Put basically, liver fluke is a collective name for flat parasitic worms that live in the livers of numerous mammals, including horses and humans.
Liver fluke has become more prevalent in recent years due to wet summers and mild winters. So whilst horse owners don’t need to routinely check and treat for liver fluke, it’s important to be aware that horses grazing on heavy, poor draining land with other species (sheep in particular) are at a higher risk of liver fluke.
The liver is one of the most resilient organs, so symptoms of liver fluke can be hard to spot until the horse is very unwell. The most common sign of liver fluke is chronic anaemia, but soft dung, a dry coat, oedema, weight loss and jaundice can all be observed. Unlike sheep and cattle, liver fluke in horses s rarely fatal.
You can detect liver fluke through a faecal worm egg count done between February and May, and a blood test. Unlike sheep and cattle, there aren’t any licensed medications to treat liver fluke in horses; the only way is to use medication that is prescribed off license by the vet. This means that the vet will tell you to use the medicine in a different way to the instructions on the label or for what the medicine has be licensed for.
I looked up the life cycle of liver fluke, and here is Farmers Weekly’s description. I can’t really improve on this explanation so you might as well hear it from source.
It’s flat, leaf-shaped and a pale brown colour, with tiny sharp spines that irritate the liver tissue of animals. The adult, which is usually about 2cm to 3cm long, lays its eggs in the bile ducts of the liver.
The egg passes into the intestine and is excreted via the manure. If the eggs enter water, they hatch into small larvae known as miracidia.

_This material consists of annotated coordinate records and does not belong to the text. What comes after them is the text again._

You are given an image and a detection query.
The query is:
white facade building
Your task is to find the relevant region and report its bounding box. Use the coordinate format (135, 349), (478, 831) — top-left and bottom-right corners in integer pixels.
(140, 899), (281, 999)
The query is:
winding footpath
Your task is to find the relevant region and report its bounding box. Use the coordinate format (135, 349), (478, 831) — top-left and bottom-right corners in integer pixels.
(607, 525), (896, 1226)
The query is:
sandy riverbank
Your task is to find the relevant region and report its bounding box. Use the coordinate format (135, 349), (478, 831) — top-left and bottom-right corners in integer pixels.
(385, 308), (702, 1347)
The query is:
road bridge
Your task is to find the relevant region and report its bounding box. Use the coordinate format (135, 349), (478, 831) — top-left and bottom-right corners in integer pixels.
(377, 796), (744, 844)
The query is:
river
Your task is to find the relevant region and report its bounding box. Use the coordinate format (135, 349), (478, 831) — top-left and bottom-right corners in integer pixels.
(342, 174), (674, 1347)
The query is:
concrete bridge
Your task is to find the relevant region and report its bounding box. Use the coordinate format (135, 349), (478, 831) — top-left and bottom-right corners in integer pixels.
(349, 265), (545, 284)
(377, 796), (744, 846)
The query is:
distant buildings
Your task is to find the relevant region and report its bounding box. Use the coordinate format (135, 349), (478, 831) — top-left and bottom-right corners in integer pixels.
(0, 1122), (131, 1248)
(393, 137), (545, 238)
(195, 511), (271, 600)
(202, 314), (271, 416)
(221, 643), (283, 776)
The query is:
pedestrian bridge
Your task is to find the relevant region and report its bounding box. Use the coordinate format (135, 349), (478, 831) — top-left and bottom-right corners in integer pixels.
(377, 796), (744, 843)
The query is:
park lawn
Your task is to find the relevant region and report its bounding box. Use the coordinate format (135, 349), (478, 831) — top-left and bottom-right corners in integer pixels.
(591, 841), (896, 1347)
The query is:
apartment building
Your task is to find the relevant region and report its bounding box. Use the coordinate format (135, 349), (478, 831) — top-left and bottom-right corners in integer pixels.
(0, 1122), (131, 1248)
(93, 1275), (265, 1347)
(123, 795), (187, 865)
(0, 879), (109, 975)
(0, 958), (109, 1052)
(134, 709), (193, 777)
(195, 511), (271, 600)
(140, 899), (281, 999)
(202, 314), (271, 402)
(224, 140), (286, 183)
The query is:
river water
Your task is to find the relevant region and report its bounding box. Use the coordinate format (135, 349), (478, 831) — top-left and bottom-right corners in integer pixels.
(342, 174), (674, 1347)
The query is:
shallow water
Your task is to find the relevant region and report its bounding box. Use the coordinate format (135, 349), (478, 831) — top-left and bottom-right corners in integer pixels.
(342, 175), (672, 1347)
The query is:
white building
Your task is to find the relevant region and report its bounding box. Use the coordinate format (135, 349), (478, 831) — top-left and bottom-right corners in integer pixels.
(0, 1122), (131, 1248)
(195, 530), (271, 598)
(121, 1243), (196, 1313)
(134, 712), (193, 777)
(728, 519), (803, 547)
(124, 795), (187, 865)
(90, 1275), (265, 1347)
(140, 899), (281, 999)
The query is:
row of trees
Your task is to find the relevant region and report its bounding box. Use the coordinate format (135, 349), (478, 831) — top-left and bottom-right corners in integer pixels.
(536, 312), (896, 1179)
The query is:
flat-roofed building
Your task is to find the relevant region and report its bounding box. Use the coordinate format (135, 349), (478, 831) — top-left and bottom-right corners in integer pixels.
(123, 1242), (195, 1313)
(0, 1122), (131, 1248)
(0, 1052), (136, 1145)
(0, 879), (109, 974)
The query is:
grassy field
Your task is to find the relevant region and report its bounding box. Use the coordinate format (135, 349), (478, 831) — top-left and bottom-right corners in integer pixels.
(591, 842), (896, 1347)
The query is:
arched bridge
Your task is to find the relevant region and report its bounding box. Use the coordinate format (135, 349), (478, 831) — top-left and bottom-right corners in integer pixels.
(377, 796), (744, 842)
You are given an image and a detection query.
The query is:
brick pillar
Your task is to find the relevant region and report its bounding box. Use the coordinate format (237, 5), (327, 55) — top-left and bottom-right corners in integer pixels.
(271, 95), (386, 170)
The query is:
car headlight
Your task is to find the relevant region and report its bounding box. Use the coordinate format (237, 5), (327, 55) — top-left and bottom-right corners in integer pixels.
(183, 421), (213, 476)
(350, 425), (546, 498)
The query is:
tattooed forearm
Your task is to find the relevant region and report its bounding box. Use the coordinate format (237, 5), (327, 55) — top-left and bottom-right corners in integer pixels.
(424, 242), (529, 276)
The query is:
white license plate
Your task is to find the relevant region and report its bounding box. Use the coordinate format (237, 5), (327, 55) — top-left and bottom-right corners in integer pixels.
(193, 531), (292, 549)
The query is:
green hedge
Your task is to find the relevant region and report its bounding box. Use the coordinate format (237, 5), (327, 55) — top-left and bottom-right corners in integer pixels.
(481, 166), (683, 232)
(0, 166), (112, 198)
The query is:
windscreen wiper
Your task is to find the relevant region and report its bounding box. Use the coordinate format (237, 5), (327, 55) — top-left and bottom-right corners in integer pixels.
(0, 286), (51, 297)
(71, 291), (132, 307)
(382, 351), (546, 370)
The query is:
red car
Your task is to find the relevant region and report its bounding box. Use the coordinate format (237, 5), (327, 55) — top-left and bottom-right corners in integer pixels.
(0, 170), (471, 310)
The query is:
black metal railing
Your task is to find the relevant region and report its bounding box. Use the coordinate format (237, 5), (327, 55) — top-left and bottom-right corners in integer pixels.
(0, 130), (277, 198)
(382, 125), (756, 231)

These swim around until they find a small water snail on a leaf near the riverbank. After entering the snail they encyst (enclose themselves in a sac) and become dormant.
After about six weeks, they hatch into tiny tadpole-shaped cercariae. These attach themselves to water plants, usually grass, where they encyst again into metacercariae.
When the plant is eaten by the animal, the metacercariae penetrate the intestinal wall, enter the abdominal cavity and start eating their way into the liver.
After another six weeks or so, they make their way to a bile duct to reproduce.
In all, liver fluke is usually not too serious in equines due to their natural resistance, but it is tricky to treat and could take a couple of months for them to regain full health. So if your grazing is with cattle and sheep, near rivers and on heavy ground, it’s worth bearing liver fluke in mind and testing for it annually.